= The Decapitator =

Anonymous street artist in England

The Decapitator, or The East London Decapitator. is an anonymous England-based culture-jamming street artist, known for his gruesome and grisly beheadings of models in advertisements around London.
The work consists of printouts that are wheatpasted on top of street adverts, such as posters and billboards, giving the impression that the character has been decapitated, leaving blood splattered around the severed area and a nonanatomic bone sticking out of the neck.

The first interventions started to appear in late 2007, in London's East End, not far away from where the notorious serial killer Jack The Ripper used to roam.

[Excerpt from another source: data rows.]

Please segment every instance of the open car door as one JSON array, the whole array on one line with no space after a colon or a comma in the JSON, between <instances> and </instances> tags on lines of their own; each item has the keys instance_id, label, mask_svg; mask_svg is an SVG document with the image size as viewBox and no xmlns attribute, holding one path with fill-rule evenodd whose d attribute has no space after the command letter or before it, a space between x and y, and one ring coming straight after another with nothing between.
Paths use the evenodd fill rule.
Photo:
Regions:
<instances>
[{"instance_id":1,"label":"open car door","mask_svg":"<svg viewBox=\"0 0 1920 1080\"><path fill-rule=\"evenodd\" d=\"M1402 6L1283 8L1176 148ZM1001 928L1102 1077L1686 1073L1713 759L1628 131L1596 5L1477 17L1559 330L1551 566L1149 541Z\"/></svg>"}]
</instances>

The defaced ads were photographed and published on the artist's Flickr page
Amongst the subjects that were featured on the Decapitator's work are: Kermit the frog, Daft Punk, Colonel Sanders, models for advertising campaigns, politicians, musicians such as Pitbull and Shakira, David Beckham, and Sarah Jessica Parker (in a campaign for her "Sex and the City" movie).

Works of the Decapitator appeared in different cities around the world, such as Paris, Buenos Aires, São Paulo, Rio de Janeiro and New York, where, in 2009, the artist made a collaboration with American street artist, Poster Boy, creating a hybrid of the artist's two styles: "The Decrapitator", spotted in the streets of Bushwick

The Decapitator's work was featured in the Taschen book "TRESPASS: A history of uncommissioned urban art" alongside pieces by Banksy, Keith Haring and Shepard Fairey.